Some of those band pics are downright scary.

------
surge
Not surprisingly, my Swedish coworker got 20/20\. I got 10/20 which given I
was basically guessing/coin tossing every time is statistically sound.

Apparently, its so easy because while Ikea names are kind of random, they mean
something or are a name for a person/place, etc. Where as unlike most black
metal bands here (whose names usually are based on some actual word with a
dark meaning), the words for Nordic bands are mostly made up and basically
mean nothing.

------
mashematician
Cargo Kvlt Programming: When an "IKEA or Death-Metal"-style quiz is included
in your product unnecessarily.

------
bambax
> _You scored 17 out of 20! Congrats you are... True Kvlt._

I don't know anything about black metal, but I build my kitchen with Ikea and
spent some time in their stores!

I would have hoped the black metal sound was from the band itself, but alas it
was the same sound every time...

------
frankblizzard
Nice idea!
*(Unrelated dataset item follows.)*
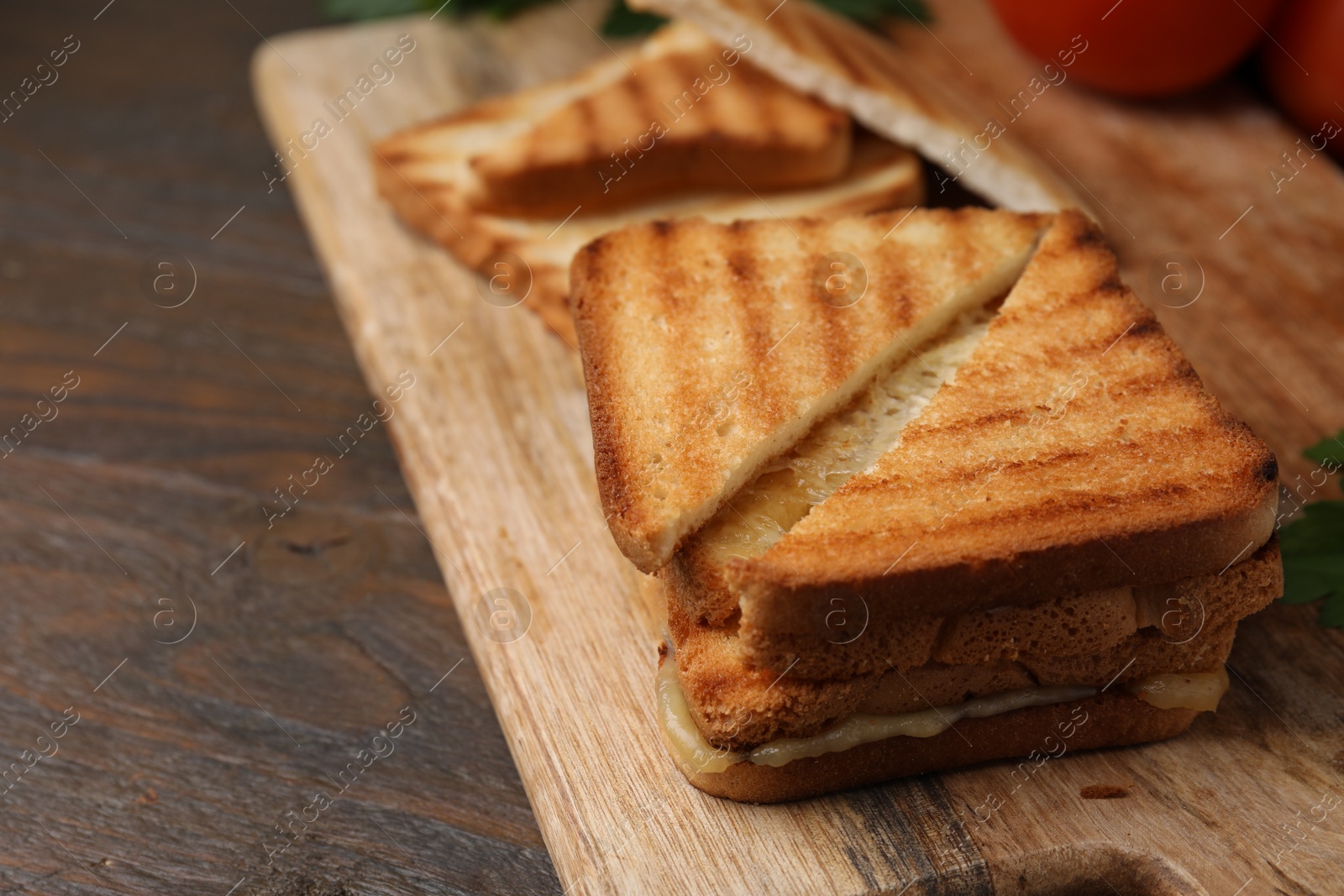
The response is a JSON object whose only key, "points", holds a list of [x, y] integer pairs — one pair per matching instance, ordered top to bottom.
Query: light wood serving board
{"points": [[495, 443]]}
What really bugs me though is that when you try to use the back
button in your browser you lose all progress and have to start again... maybe
implement a router component or something! apart from this great job

------
ScottWhigham
I was surprised not to see "every Swedish metal band's logo for the past 20
years": [http://i.imgur.com/8SSyUkz.jpg](http://i.imgur.com/8SSyUkz.jpg)

------
xbryanx
This map of death metal bands per capita surely helps explain the similarity:
[http://i.imgur.com/P5Yfz.png](http://i.imgur.com/P5Yfz.png)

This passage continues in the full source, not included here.